Demonetisation of Rs 500 and Rs 1000 notes has once again highlighted the ugly side of politics as country’s politicos are locked in battles over the issue. Prime Minister Narendra Modi has so far justified the much-debated move and raised the rhetoric against corruption and black money even as political heavyweights from across the country have vehemently opposed the economic reform. With hapless people facing an acute cash crunch, a teary-eyed Modi took on rivals by mounting a counteroffensive against the parties. Stepping up its efforts to augment currency notes supplies to bring relief to cash-starved citizens of the country, PM Narendra Modi government has decided to activate all channels for dispensing cash. But opposition parties remained stubborn in their approach. Opposition leaders met in New Delhi on Monday evening to draw up a common strategy to take on the government over the issue. The development indicated a stormy start to the month-long winter session of Parliament, which will begin on Wednesday. It is likely that the session will see lengthy protests like earlier when issues like GST, Land Bill and defence scams were raised in Parliament. PM Modi, however, reiterated the government’s stand on the issue by sending out a clear message to BJP leaders that there will be no roll back.
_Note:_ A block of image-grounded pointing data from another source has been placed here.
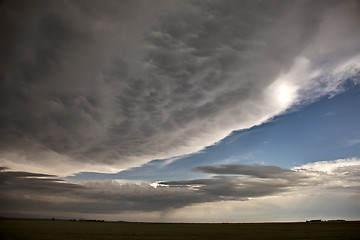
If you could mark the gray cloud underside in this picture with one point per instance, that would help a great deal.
(122, 80)
(27, 192)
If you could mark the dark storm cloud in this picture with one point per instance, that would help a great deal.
(124, 82)
(24, 191)
(251, 170)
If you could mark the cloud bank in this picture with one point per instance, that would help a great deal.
(102, 87)
(26, 193)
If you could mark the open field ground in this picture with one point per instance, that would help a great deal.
(62, 229)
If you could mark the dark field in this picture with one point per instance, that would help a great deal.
(62, 229)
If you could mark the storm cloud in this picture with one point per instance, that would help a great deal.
(24, 192)
(86, 85)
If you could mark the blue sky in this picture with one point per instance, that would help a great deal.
(324, 130)
(180, 111)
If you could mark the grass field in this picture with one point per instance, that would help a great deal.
(62, 229)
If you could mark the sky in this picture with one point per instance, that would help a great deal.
(180, 111)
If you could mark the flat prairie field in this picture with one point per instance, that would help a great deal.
(65, 229)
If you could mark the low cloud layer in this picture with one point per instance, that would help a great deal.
(104, 86)
(30, 193)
But the very issue which brought them together also revealed divisions in the Opposition ranks. What did, however, become clear that the Opposition parties — Congress, JD(U), Trinamool Congress, CPM, CPI, RJD, JMM and the YSR Congress, which are likely to be joined by BSP, DMK and possibly SP for another meeting Tuesday — will not let Parliament function and try to put the BJP-led government on the mat over the demonetisation issue.
However, There was no unanimity on proposals like marching to Rashtrapati Bhavan to jointly petition President Pranab Mukherjee on November 16 — this was suggested by Trinamool leader and West Bengal Chief Minister Mamata Banerjee. The Congress tossed the idea of seeking a Joint Parliamentary Committee (JPC) probe into the demonetisation decision but did not find many takers. While the Trinamool wants the decision rolled back, the Congress and other parties are not on board, a report said.
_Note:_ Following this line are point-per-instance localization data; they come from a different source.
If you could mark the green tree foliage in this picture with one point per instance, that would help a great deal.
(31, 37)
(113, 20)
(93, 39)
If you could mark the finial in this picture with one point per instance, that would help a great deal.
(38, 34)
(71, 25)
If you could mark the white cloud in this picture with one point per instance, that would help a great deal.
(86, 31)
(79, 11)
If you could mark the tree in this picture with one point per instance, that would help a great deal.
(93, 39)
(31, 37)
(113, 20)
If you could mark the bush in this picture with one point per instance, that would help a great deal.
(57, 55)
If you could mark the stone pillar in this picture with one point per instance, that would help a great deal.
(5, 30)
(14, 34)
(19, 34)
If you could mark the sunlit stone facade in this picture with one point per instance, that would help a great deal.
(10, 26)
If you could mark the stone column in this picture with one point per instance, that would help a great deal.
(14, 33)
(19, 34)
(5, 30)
These developments come close on the heels of crucial Punjab and Uttar Pradesh Assembly elections that are slated to take place in February after the presentation of the Union Budget on February 1, 2017.
The move to demonetise high denomination currency notes may well be a successful step in digging out huge amounts of dirty money, but, it is also possible that the timing of the move may come back to haunt the BJP in the elections. The PM on Monday clearly said that this crunch will remain for at least the next 50 days. Till those crucial months, people may lose a lot of patience and the BJP may lose a sizeable amount of its vote base, the report said.